Arctic Cat ProClimb XF 800 High Country
There’s a new class of extreme crossovers sled, aimed at the 50-percent-or-more off-trail riders. And the best one is the ProClimb XF 800 High Country. It has incredible off-trail prowess. It’s not as narrow or long as modern mountain sleds, but with its 15- by 144- by 2.25-inch track being pushed by big 800-class power, it can go virtually anywhere a mountain sled can get to, without being cumbersome on the trails.
Ski-Doo Summit X E-TEC 800R 154
The new XM mountain platform is interesting, but the innovative tMotion rear suspension and FlexEdge track are what make the 2013 Summit X really stand out. The suspension’s ability to lean 2 degrees left or right at the rear arm, plus the flexibility in the outer 2 inches of the track, vastly improve the Summit’s backcountry capabilities, allowing the Summit to carve and easily stay up on one ski.

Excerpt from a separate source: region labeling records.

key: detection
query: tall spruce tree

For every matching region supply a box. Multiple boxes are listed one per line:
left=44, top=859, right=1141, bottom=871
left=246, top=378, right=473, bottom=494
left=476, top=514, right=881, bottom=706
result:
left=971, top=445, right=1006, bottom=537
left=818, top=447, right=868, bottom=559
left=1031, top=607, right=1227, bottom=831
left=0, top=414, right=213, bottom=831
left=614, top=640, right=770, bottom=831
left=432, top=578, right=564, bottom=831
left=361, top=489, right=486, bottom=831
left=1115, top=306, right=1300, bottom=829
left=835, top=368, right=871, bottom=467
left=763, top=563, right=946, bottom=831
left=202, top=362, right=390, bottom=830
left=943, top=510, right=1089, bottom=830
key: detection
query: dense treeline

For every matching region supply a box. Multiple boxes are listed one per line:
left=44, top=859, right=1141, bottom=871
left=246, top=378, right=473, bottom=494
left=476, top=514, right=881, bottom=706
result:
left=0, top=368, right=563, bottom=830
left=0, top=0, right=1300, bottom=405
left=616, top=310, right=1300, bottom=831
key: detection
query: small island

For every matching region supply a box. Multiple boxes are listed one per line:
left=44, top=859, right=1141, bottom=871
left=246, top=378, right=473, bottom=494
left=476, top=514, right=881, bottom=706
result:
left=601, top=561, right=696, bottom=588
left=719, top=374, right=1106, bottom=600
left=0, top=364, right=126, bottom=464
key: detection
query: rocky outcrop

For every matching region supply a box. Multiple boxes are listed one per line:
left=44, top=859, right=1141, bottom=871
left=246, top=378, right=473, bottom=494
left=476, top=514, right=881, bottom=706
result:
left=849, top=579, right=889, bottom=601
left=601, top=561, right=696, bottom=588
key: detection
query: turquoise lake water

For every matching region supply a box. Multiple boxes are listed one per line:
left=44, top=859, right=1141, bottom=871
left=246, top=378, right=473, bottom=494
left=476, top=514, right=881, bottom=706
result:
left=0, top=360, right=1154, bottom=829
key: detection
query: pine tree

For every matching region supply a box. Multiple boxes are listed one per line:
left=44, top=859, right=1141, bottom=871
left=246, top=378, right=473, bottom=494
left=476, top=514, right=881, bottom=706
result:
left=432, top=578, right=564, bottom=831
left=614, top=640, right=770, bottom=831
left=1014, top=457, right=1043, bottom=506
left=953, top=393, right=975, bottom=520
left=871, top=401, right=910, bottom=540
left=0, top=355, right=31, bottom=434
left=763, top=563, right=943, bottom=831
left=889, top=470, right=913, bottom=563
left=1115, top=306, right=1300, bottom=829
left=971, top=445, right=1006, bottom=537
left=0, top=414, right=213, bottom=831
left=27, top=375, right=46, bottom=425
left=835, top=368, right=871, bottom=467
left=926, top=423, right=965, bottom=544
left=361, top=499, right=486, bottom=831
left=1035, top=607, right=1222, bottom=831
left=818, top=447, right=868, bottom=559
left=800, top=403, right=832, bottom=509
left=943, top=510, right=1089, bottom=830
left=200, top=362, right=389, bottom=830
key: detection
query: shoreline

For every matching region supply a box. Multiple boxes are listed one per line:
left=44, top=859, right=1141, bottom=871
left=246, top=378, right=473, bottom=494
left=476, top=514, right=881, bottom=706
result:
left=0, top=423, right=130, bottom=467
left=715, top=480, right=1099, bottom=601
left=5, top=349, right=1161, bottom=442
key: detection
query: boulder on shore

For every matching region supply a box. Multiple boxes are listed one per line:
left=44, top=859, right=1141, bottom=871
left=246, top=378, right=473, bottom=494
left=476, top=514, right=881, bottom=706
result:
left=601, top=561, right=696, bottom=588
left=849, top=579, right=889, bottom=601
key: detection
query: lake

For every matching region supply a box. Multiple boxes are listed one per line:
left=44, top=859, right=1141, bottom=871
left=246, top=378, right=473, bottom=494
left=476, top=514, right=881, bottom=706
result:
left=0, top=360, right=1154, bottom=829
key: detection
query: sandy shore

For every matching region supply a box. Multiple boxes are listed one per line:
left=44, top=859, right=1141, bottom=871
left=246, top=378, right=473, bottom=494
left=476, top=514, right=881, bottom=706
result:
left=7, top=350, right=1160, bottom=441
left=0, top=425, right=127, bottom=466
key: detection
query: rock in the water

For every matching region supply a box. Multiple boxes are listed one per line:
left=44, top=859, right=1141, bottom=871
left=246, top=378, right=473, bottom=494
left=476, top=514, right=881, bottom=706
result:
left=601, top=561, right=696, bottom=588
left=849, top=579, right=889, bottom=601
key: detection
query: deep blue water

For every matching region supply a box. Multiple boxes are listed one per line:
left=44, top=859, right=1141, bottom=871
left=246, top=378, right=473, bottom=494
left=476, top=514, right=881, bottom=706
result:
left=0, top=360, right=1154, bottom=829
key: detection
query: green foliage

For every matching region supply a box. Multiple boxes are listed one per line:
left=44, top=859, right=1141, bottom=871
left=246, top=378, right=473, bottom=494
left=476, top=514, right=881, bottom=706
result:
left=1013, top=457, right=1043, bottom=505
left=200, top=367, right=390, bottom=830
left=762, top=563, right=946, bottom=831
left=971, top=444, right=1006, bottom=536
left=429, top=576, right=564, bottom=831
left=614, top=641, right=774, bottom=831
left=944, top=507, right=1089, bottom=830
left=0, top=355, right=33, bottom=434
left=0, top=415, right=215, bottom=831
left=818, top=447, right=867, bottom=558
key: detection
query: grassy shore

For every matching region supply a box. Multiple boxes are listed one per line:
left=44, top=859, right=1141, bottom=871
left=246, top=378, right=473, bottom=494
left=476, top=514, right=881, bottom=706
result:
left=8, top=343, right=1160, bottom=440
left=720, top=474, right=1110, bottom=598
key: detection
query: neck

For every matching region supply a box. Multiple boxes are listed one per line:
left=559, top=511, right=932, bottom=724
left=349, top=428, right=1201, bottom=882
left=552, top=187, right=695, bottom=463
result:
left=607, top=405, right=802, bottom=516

Ski-Doo Renegade Adrenaline E-TEC 800R
Looking for a machine that shines on trails but has the ability to do a little boondocking? You couldn’t do better than the Renegade Adrenaline. Among the trail-oriented crossovers, it was already a winner, but for 2013 it gets the best rear suspension — an extended version of the energy-erasing rMotion. Among the crossovers, it has the best trail manners, yet it’s still fun and playful in a powder-filled field or laketop.
Ski-Doo MX Z X E-TEC 800R
Break it down, and the MX Z X has the best components — the E-TEC 800R engine, the rMotion rear suspension, the REV-XS chassis, electric start, uber-adjustable shocks, on-board storage and 1.25-inch RipSaw track. Put it back together, and you’ve got one of the very best trail machines for aggressive riders, now with a fresh look, improved wind protection, better fit and finish and easier access to parts under the hood.
Ski-Doo MX Z Sport 600
The base MX Z has always been an appealing sled, but with its new pricepoint it’s a bona fide steal. Owners get the REV-XP platform, the SC-5 rear suspension, push-button reverse, RipSaw track, hooked handlebars, DESS anti-theft system, an updated seat and a carbureted 600-class engine for $6,999 — $1,000 cheaper than its closest liquid-cooled competition. It’s dependable, comfortable, capable, affordable and good looking.
Arctic Cat ProCross F 1100 Turbo LXR
Some riders have to have it all, starting with the most power available and ending with all the creature comforts. For these guys, the F 1100 Turbo LXR is the answer. The 177 hp, fuel-injected engine comes alive when the hair drier kicks in. Yet features like a heated seat, adjustable handlebars, roomy ergonomics, accessory outlet and rear storage bag make this a civilized sled — with the heart of a lion.
Yamaha RS Vector
Perhaps the most easy-going snowmobile on the market, the RS Vector is a wonderful everyman’s (or everywoman’s) trail sled. With its laid back ergonomics, quick but easy going powerband from the 1049cc four-stroke triple, subtle exhaust and engine noise, the lightest steering effort in the sport (thanks to EPS) and quality wind protection, the RS Vector makes trail riding easy for riders who don’t spend their weekends in the attack mode.
Polaris 600 Switchback Adventure
Forget the Grand Tourings and Classics, GSXs, Ventures and Panteras. Yes, nice snowmobiles one and all, but it wasn’t until the invention of the Switchback Adventure that there was a truly cool touring machine for serious high-milers. Found in the stretched Pro-Ride chassis with high-quality touring cases left and right, a great front suspension and premium features, this head-turning machine is the one we’d select for a high-mile adventure.
Polaris 600 Rush Pro-R
Look up “Fun” in the snowmobiler’s dictionary, and you’ll see a picture of the 600 Rush Pro-R. Responsive, aggressive and playful, the Rush Pro-R is a riot to truly wring out, whether taking advantage of the excellent handling on a well-groomed trail, or bombing down rugged ungroomed trails and pretending you’re a snocross racer. The 600 Cleanfire twin engine spools up fast and the front suspension tracks straight in all conditions.
Polaris 600 Indy SP
This is more than just the return of an iconic name. The Indy is a light, affordable, fun and easy-to-ride snowmobile that should have mass appeal. The Pro-Ride front end offers high-end handling prowess, while the conventional rear suspension is unintimidating and not as odd-looking as the Rush’s Pro-Ride rear. Plus, the Indy’s rear suspension actually does better in repetitive stutter bumps than the Rush.